The first six months of 2022 have given a flavour of the unfolding bear market. For sterling investors, the 10% decline of the pound has masked somewhat the magnitude of falls such that global equities are down by just 10% to the end of June. Similarly, global bonds are down, even in sterling terms in the first half. Against this backdrop it is encouraging that the net asset value (‘NAV’) total return (including dividends reinvested) is up 10.7%. Again, it must be noted that the decline in sterling was a major contributor to the NAV uplift given the distribution of Company’s assets. However, this was a conscious decision with the majority of cash being held in US dollars. The importance of changing the Company’s investment policy can be seen from the contributions of two holdings that were added to the portfolio during 2021.

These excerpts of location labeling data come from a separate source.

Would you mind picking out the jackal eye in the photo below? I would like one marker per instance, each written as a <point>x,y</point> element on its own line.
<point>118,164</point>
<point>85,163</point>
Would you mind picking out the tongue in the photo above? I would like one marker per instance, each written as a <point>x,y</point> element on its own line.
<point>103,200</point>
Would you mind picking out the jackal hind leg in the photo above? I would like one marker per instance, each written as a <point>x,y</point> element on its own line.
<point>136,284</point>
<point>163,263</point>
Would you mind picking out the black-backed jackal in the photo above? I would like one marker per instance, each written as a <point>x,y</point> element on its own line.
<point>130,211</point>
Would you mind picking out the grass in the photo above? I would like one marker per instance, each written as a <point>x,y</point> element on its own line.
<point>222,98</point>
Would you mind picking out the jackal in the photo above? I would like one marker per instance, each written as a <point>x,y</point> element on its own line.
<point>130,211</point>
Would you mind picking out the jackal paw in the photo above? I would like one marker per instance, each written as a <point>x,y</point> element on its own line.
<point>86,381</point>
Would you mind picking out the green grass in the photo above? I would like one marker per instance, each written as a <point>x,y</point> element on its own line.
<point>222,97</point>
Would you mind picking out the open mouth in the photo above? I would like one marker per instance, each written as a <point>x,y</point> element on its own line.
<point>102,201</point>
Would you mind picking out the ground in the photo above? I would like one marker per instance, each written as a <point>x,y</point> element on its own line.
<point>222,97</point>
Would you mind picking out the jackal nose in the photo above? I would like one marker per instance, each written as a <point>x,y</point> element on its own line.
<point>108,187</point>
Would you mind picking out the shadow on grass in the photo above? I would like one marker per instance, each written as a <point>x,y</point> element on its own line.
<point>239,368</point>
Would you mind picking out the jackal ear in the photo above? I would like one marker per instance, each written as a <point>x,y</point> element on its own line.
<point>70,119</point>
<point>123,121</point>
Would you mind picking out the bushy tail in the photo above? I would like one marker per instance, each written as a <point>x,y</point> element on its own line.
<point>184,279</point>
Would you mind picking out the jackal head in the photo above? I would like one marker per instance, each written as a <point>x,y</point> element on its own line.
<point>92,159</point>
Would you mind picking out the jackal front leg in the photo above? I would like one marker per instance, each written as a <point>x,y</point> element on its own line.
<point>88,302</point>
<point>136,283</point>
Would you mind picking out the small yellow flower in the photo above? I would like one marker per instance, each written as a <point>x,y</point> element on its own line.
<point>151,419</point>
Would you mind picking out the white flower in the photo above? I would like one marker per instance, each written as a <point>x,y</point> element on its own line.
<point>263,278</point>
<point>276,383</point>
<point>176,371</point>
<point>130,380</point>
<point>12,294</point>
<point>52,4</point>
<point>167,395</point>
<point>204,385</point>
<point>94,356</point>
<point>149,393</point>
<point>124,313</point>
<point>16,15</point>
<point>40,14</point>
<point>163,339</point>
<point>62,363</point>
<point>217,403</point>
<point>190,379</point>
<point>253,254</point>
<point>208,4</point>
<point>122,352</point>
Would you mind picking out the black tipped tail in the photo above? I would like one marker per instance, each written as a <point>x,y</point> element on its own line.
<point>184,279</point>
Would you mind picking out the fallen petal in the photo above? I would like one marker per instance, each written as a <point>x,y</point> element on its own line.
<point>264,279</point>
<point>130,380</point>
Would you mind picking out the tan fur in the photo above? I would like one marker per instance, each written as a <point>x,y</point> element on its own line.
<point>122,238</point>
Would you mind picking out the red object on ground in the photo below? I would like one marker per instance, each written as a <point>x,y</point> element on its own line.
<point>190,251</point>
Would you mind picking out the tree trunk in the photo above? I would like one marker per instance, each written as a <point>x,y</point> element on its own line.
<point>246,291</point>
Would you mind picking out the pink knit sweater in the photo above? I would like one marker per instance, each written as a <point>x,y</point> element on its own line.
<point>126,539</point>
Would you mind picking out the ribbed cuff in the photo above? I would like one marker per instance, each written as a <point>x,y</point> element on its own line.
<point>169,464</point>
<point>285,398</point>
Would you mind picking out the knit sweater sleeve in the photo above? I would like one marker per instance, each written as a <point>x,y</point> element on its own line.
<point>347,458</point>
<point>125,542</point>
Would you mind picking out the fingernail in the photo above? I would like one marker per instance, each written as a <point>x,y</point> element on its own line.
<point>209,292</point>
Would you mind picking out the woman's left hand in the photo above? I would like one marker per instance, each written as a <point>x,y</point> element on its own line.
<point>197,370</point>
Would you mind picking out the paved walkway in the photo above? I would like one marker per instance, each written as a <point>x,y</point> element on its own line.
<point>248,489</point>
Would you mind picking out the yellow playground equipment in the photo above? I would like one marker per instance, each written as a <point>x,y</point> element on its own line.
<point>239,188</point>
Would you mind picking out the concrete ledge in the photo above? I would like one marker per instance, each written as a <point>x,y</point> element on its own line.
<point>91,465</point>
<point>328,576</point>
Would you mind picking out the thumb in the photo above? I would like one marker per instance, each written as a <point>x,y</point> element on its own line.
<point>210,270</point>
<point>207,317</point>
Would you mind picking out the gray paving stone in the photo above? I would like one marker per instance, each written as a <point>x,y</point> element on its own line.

The first of these was the Templeton European Long-Short Equity fund (‘TELS’). The manager is an experienced short seller and ideally positioned to take advantage of the opportunities presented by the inflated valuations attached to companies with fundamental business issues. Whilst TELS produced some positive returns when markets remained bullish and rising, its significance to the Company’s asset risk profile was apparent when markets began to take a much more detached and cooler look at valuations. TELS has provided strong returns during periods when equity market indices were meaningfully negative. In the world of an ‘everything bubble’ this is an extremely valuable risk management tool.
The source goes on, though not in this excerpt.